Apply various calibration adjustments to a single or set of images raw images.

Args

images : numpy.ndarray
Raw images to perform calibration procedures on.
cal_flatfield : Calibration
Calibration object containing the flatfield data to utilize. This field is required if the step_flatfield_corection is set to True.
cal_rayleighs : Calibration
Calibration object containing the Rayleighs data to utilize. This field is required if the step_rayleighs_calibration is set to True.
step_dark_frame_correction : bool
Perform the dark frame correction step. Defaults to True.
step_flatfield_calibration : bool
Perform the flatfield correction step.
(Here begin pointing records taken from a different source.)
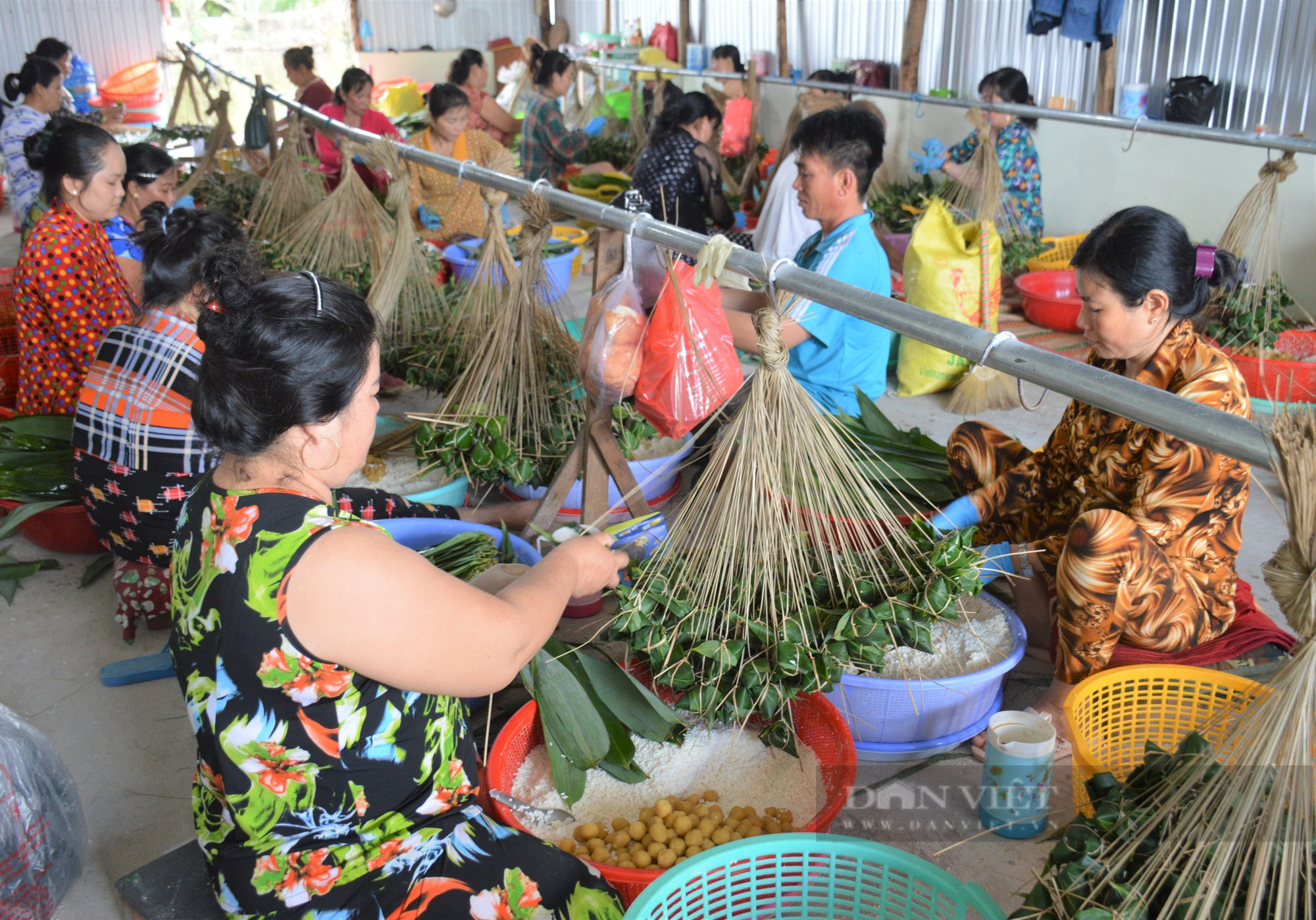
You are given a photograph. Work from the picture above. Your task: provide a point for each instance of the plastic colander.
(818, 726)
(1115, 713)
(810, 876)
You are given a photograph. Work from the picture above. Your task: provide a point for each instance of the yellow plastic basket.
(1115, 713)
(1057, 259)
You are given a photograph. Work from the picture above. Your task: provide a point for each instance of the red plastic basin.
(1051, 299)
(63, 530)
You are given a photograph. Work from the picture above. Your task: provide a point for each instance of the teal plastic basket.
(810, 876)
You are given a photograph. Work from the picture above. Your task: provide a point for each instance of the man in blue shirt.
(832, 353)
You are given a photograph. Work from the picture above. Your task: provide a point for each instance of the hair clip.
(316, 282)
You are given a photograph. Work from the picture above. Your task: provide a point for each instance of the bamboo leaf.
(47, 427)
(23, 513)
(97, 568)
(636, 706)
(569, 714)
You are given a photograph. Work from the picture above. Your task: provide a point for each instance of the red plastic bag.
(736, 127)
(665, 38)
(610, 344)
(689, 365)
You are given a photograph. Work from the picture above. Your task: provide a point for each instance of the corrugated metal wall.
(111, 35)
(409, 24)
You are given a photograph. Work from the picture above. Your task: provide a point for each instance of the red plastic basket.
(819, 726)
(1051, 299)
(1277, 381)
(63, 530)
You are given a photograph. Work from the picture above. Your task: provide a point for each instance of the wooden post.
(910, 51)
(1106, 81)
(682, 31)
(784, 57)
(597, 455)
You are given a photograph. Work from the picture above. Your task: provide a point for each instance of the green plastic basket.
(810, 876)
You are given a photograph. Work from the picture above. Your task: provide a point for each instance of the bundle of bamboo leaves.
(786, 565)
(345, 232)
(1243, 844)
(403, 293)
(291, 190)
(517, 381)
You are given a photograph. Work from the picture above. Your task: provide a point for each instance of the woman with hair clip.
(485, 114)
(336, 769)
(39, 82)
(299, 65)
(63, 55)
(726, 60)
(1114, 532)
(444, 207)
(547, 145)
(152, 177)
(136, 453)
(352, 106)
(678, 173)
(69, 289)
(1015, 149)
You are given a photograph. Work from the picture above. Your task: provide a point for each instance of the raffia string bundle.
(348, 231)
(403, 293)
(290, 192)
(981, 198)
(1253, 236)
(520, 360)
(1242, 847)
(742, 607)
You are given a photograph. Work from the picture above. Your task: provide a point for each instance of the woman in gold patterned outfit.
(1115, 532)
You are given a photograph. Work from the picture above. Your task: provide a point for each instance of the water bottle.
(1018, 775)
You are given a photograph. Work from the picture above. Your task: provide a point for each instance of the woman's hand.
(598, 567)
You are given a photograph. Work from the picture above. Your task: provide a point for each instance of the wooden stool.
(177, 886)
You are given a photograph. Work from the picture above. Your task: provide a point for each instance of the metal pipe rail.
(1175, 415)
(1146, 126)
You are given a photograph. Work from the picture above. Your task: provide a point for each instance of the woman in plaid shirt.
(547, 145)
(138, 455)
Defaults to True. Note that the cal_flatfield parameter must be supplied if this is True.
step_rayleighs_calibration : bool
Perform the Rayleighs conversion step. Defaults to True. Note that the cal_rayleighs parameter must be supplied if this is True.
exposure_length_sec : float
Force the exposure length to be a certain value. Default is TREx NIR's nominal operating mode exposure length of 5.0 seconds. Adjusting this field should be done with caution.

Returns

The calibrated images.

The shape of the calibrated data will be same as the input images. The dtype of the calibrated data will depend on if the Rayleighs conversion was performed. If it was, a float32 array will be returned. If it wasn't, the dtype will be the same as input images' dtype.

Raises

ValueError
issues encountered with supplied parameters.